There’s a new children’s book hitting the market about the wonders of organ donation. Mark Ainscough, a father and an ICU nurse at the Wrightington, Wigan and Leigh Teaching Hospitals NHS Foundation Trust (WWL) in the U.K., wrote the book under his pen name “Mark James” to make it easier for parents and providers to introduce the topic to children, including those with sick parents and young patients in need of life-saving organs. The book may also spark an interest in health and medicine among kids, so they grow up to be organ donors themselves.
The book is called “Freddie and the Magic Heart,” which tells the story of a young boy who decides to donate his mother’s organs, or “recycled parts,” to patients in need once he finds out she is dying. It might sound sad, but it comes with a positive message and colorful illustrations by artist Lulu McWilliams that showcase the power of such a selfless act.
“Often, people don’t think too much about organ donation until they are confronted with it in terrible circumstances,” Ainscough told Wigan Today. “I tried to imagine how hard it would be to communicate this to a child and felt that it would be beneficial to have a children’s book that was engaging and fun to read about organ donation.”

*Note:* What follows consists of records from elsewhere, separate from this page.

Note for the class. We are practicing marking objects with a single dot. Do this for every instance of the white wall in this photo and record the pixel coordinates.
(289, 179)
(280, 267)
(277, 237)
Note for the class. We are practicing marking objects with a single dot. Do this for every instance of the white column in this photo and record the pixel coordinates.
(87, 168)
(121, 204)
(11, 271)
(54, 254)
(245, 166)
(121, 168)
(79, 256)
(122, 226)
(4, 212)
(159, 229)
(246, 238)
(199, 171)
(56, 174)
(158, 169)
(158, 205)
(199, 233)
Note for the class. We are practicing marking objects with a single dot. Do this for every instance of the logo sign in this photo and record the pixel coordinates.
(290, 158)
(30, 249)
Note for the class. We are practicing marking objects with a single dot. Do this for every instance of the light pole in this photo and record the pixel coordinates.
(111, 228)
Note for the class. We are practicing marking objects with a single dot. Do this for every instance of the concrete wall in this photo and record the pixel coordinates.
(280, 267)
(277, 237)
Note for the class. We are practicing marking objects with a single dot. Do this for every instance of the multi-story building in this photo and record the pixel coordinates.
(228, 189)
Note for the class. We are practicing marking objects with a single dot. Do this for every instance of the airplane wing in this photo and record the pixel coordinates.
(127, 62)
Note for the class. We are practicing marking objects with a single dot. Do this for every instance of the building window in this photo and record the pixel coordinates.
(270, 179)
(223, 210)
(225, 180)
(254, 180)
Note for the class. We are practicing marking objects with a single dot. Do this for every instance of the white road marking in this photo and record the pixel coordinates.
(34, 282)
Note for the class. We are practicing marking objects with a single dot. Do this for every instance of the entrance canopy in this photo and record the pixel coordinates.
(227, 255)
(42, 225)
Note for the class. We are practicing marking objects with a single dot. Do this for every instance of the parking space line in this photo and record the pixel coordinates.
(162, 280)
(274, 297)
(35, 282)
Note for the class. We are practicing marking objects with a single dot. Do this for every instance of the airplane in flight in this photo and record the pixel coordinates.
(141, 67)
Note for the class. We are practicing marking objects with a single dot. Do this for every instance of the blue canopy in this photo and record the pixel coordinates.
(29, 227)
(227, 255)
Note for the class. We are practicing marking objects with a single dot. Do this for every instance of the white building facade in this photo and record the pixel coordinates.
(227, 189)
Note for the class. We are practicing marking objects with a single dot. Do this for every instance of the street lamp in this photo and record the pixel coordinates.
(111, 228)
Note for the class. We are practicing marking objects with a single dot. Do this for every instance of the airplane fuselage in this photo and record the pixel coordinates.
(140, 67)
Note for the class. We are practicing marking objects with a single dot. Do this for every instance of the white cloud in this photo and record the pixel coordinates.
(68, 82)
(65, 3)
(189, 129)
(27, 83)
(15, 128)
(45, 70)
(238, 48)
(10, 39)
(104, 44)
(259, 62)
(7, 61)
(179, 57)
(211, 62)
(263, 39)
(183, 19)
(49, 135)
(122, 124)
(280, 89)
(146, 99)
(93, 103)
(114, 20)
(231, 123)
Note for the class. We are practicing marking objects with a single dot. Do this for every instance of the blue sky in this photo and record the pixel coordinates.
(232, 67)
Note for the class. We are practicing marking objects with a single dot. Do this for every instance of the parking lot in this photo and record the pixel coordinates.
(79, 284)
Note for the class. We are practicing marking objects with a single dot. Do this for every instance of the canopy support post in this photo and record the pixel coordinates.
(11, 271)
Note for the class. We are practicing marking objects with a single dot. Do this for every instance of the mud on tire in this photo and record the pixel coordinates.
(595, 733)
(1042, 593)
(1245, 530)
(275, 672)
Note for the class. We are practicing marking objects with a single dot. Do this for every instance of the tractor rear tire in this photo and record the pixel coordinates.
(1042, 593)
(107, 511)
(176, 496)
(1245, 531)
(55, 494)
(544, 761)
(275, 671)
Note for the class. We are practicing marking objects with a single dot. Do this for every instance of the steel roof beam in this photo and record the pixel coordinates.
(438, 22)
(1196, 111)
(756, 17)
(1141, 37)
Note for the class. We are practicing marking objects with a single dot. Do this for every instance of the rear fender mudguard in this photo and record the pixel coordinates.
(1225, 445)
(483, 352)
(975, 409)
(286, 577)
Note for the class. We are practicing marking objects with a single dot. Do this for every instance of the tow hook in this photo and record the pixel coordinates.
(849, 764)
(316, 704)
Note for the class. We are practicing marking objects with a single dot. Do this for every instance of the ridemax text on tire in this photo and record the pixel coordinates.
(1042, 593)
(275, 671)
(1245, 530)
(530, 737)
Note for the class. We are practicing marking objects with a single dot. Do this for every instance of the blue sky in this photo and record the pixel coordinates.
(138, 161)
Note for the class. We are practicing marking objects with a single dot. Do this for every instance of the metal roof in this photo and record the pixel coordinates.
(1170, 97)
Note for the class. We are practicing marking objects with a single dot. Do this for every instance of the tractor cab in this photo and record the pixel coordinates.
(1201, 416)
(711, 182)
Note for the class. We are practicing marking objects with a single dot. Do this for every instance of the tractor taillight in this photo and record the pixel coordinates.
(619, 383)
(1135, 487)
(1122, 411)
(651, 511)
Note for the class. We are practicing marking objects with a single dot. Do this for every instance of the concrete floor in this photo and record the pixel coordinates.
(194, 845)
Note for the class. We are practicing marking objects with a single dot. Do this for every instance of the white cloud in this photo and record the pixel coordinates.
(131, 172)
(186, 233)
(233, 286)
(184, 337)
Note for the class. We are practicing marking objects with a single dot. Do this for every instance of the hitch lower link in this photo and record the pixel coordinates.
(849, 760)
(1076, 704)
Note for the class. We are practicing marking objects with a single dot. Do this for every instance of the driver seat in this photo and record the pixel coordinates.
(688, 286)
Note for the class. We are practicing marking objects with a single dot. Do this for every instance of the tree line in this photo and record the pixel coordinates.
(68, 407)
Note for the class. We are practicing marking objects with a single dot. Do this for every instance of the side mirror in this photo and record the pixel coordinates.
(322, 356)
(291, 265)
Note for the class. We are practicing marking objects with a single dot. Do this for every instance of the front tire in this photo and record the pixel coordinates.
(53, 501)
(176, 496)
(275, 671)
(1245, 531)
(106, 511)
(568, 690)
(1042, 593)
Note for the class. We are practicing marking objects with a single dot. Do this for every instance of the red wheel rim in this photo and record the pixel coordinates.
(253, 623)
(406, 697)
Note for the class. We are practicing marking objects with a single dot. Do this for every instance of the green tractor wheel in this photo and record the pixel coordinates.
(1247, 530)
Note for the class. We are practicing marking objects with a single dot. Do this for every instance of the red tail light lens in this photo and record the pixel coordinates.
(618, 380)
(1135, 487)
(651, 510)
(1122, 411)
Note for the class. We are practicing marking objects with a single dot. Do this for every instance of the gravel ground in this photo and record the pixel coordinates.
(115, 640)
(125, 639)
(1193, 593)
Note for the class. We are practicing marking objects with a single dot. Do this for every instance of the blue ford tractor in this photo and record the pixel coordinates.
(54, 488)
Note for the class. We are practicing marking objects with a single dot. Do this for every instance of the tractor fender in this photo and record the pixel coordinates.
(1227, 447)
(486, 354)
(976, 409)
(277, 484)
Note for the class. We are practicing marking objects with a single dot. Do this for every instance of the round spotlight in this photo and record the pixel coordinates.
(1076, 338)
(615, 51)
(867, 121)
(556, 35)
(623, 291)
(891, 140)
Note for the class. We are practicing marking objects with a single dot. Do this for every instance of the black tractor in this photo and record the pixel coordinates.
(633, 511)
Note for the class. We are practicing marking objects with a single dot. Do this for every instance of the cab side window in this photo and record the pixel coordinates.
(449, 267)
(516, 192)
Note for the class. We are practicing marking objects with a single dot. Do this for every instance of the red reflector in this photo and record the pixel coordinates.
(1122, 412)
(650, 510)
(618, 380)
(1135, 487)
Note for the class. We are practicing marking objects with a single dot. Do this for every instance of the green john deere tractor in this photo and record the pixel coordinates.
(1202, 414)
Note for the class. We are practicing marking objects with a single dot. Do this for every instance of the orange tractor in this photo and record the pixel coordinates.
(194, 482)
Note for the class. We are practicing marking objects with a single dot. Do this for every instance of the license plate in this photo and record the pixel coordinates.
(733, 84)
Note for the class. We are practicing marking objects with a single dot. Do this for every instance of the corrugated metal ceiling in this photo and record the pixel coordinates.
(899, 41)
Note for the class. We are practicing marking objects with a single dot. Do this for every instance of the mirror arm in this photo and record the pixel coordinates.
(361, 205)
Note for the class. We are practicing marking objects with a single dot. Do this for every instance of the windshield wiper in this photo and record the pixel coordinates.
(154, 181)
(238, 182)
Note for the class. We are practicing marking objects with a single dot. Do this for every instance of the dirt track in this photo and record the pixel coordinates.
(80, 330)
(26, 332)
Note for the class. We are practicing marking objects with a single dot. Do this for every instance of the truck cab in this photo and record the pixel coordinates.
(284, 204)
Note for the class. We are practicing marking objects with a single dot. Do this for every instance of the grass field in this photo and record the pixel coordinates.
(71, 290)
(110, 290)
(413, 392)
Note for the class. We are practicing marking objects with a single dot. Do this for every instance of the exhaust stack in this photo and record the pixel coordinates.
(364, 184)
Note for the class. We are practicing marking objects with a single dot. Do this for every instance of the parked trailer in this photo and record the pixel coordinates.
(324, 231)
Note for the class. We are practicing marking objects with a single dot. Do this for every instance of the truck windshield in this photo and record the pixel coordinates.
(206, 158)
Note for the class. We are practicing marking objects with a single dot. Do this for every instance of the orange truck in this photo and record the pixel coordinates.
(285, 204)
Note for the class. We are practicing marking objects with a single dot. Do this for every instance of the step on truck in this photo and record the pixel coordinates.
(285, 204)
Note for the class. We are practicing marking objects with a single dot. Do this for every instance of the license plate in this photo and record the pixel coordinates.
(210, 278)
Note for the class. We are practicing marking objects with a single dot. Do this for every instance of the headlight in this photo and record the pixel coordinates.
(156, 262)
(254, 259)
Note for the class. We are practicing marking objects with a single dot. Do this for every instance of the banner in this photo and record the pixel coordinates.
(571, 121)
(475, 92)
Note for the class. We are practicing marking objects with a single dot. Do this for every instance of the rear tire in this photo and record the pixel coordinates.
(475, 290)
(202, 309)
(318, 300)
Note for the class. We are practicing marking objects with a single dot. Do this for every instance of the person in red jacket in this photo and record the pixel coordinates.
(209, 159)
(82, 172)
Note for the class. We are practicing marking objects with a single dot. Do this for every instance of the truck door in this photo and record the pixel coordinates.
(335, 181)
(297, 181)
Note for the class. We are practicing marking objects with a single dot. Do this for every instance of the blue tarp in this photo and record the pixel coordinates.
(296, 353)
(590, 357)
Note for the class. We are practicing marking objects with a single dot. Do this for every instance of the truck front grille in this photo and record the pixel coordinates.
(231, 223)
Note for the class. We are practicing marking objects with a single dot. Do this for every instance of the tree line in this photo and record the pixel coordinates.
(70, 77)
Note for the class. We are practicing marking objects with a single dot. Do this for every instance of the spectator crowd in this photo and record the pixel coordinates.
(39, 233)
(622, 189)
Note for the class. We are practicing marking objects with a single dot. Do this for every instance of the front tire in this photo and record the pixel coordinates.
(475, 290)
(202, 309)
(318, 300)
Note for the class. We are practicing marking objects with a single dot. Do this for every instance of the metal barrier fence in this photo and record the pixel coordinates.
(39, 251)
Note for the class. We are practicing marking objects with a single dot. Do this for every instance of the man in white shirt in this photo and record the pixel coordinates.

He accomplished his dream of becoming a published author after raising over $2,240 on a U.K. crowdfunding platform. The NHS Blood and Transplant Organ Donation Committee matched the donation to help with printing costs.
“I have seen how organ donation can be a difficult subject to talk about, and for young children to understand. I wanted to write a children’s book that they could read with their family members that explained a little bit about organ donation and how it can bring something positive from a negative,” the ICU nurse wrote.
Vikki Lloyd, a specialist nurse for organ donation for NHS Blood and Transplant at the WWL NHS Trust, encouraged Ainscough to pursue the project after he told her about the idea for the book.
“Intensive care units can be a very daunting place for young children, and it is often difficult to explain to them what is happening in a way that they would understand. Mark’s book does just that,” she said. “It’s an amazing idea and not only will it provide invaluable support to children in that situation, but it will also help raise awareness of organ donation in the younger generation.”
The organ donation process in the U.K. is voluntary, which means consent is not presumed and patients have the option to “opt out.” The NHS facilitated nearly 4,600 transplants in the 2022/23 fiscal year but there are still over 7,000 people on the country’s Transplant Waiting List and over 430 people in the U.K. died last year waiting for transplant organs.
“It is great that Mark has written a book aimed at children to raise awareness of organ donation and what happens when someone donates to save lives,” Angie Scales, Pediatric Lead Nurse at NHS Blood and Transplant which oversees organ donation in the U.K., added.
“It is good to have another way to explain to children the amazing gift their loved one is giving. I’m sure ‘Freddie and the Magic Heart’ will help many families at a tragic time and prompt more family conversations about organ donation. We need families to talk about organ donation for all members of the family, including children, and to confirm their decisions on the NHS Organ Donor Register.”